ウィンターズ・ボーン(2010年製作の映画)
4.0
No.1569
2023.12.19視聴 ジェニファー・ローレンス(2010年 3作目)(20歳)

 さあ、やっと紹介することができます。ジェニファー・ローレンスの隠れた名作。しかも初主演作品。
私の絶対的推薦の作品。
このジェニファーを見ずして、ジェニファーは語れない。ジェニファーファンには是非観て欲しい。と言っても、目立つのはジェニファーではないのですが。😅
 
 ちょっと前だが、「ウインド・リバー」というサスペンス映画を観て、アメリカ原住民の今を知り、正直驚いたことを思い出した。前世紀から世界に君臨し、繁栄の一途を辿るアメリカの恥部を見せられた思いだった。

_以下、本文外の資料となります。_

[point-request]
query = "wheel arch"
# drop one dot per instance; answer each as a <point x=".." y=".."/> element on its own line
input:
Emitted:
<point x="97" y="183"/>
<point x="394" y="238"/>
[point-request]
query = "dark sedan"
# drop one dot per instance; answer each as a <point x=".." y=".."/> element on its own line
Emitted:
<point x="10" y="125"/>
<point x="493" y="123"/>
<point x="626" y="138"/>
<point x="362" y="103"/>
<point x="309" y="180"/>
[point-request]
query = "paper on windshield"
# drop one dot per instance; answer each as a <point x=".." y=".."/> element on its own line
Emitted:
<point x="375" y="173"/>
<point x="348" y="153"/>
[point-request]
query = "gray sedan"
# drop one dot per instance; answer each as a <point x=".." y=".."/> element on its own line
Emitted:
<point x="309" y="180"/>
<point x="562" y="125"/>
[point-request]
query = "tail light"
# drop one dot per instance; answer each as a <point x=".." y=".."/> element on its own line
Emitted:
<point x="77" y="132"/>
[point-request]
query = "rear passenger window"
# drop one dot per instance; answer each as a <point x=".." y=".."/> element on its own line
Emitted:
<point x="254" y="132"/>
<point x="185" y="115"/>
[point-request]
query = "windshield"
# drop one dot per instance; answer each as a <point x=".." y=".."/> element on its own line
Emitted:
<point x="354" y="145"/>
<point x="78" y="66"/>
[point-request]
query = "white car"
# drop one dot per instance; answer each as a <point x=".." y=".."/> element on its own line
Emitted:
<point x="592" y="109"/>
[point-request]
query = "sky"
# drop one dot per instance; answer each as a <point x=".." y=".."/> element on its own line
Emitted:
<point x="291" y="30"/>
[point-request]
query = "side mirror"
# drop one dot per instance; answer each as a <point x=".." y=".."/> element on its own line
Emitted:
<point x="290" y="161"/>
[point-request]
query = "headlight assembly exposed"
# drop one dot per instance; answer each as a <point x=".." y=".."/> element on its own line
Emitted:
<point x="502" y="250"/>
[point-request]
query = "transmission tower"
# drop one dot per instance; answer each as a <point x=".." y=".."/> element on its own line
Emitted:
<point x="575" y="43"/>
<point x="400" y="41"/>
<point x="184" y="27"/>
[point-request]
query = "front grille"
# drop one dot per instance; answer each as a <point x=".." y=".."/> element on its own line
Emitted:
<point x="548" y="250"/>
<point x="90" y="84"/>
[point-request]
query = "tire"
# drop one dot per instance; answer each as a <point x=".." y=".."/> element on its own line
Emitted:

いかに巨大なアメリカを知らないか改めて思い知らされた。
 
 ところがひょんなことから、再びこのアメリカの隠された真実を知ることになった。

 オザーク山脈の村に住む17歳の少女リー(ジェニファー)は、心を病んだ母親に代わり幼い弟と妹の世話をして暮らしていた。
 しかしある日、逮捕された父親が自宅と土地を保釈金の担保にして失踪。
 このまま裁判に出廷しなければ家を没収されてしまう。やむを得ずリーは自ら父親捜しに乗り出すのだが……。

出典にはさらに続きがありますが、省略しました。